We may smile, or coldly sneer,
The while such ghostly tales we hear,—
And wonder why they were believed,
And how wise men could be deceived:—
Bathing our renovated sight
In the free gospel’s glorious light,
We marvel it was ever night!
Mrs. Hale.
This present life seems full of mysteries;
The vulgar mind, to superstition prone,
In nature’s workings fearful omens sees,
And shrinks aghast from terrors of its own
Absurd imagining. Despotic is the power
Of ignorance; and thousands live in fear
And die unnumbered times before the hour
That Heaven has set to end their being here.
The trustful, quiet, mighty thinker seeks
The beautiful and simple orderings
Of the Great Former of created things,
And God to him in guiding accents speaks.

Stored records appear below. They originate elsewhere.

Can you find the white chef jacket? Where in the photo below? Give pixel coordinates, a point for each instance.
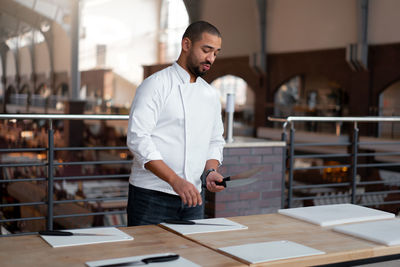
(175, 121)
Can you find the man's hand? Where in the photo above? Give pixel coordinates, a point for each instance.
(187, 191)
(213, 177)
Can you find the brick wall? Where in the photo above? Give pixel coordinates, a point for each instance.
(259, 197)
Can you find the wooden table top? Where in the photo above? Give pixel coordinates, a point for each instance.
(34, 251)
(272, 227)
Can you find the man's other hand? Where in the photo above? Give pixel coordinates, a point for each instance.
(213, 177)
(187, 191)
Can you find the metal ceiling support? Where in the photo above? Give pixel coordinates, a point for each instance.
(357, 54)
(75, 75)
(3, 55)
(258, 60)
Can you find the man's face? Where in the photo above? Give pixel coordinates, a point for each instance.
(202, 54)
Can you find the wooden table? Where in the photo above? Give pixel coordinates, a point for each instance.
(272, 227)
(34, 251)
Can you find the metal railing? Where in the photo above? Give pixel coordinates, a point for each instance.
(51, 164)
(351, 178)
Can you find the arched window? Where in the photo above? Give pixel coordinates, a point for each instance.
(173, 22)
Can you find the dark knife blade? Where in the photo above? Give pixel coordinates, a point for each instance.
(66, 233)
(144, 261)
(186, 222)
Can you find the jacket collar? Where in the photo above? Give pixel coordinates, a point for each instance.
(182, 73)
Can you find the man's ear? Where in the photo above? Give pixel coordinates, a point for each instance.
(186, 44)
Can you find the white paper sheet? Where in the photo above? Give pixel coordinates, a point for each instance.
(181, 262)
(385, 232)
(198, 229)
(113, 235)
(270, 251)
(328, 215)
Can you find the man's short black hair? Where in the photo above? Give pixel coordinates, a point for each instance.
(196, 29)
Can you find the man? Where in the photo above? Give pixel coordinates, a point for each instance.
(175, 133)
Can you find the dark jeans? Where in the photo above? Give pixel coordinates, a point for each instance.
(153, 207)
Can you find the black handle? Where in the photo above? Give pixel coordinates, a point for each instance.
(179, 222)
(55, 232)
(161, 258)
(223, 183)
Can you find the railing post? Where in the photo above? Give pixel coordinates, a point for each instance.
(50, 182)
(291, 164)
(284, 167)
(354, 144)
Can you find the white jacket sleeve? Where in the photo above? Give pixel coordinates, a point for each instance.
(143, 118)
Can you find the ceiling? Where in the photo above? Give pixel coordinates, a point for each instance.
(21, 16)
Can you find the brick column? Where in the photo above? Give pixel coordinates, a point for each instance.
(260, 197)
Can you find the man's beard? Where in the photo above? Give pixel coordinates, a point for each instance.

Still, in the dealings of the Lord with men,
Some things there are beyond our human ken.
Tam saw an unco sight!
Warlocks and witches in a dance;
Nae cotillon brent new frae France,
But hornpipes, jigs, strathspeys, and reels,
Put life an mettle in their heels.
A winnock bunker in the east,
There sat auld Nick, in shape o’ beast;
A towzie tyke, black, grim, and large,
To gie them music was his charge:
He screw’d the pipes and gart them skirl,
Till roof and rafters a’ did dirl.—
Coffins stood round like open presses,
That shaw’d the dead in their last dresses;
And by some devilish cantraip slight,
Each in its cauld hand held a light,—
By which heroic Tam was able
To note upon the haly table,
A murderer’s banes in gibbet airns;
Twa span-lang, wee, unchristen’d bairns;
A thief, new cutted frae a rape,
Wi’ his last gasp his gab did gape;
Five tomahawks, wi’ bluid red-rusted;
Five scimiters, wi’ murder crusted;
A garter, which a babe had strangled;
A knife, a father’s throat had mangled,
Whom his ain son o’ life bereft,
The gray hairs yet stack to the heft;
Wi’ mair o’ horrible and awfu’,
Which ev’n to name wad be unlawfu’.
Vervain.... Enchantment.
Vervain was employed by the ancients in various kinds of divinations. They ascribed to it a thousand properties, and, among others, that of reconciling enemies. Whenever the Romans sent their heralds to offer peace or war to nations, one of them always carried a sprig of Vervain. The Druids, both in Gaul and Britain, regarded the Vervain with the same veneration as the misletoe, and offered sacrifices to the earth before they cut this plant in spring, which was a ceremony of great pomp. Though the Druids and their religion have passed away, the Vervain is still the plant of spells and enchantment. In the northern provinces of France, the shepherds gather it with ceremonies and words known only to themselves, and express its juices under certain phases of the moon. They insist that this plant enables them to cure their ailments, and to cast a spell on their daughters and cattle, by which they can make them conform to their wishes.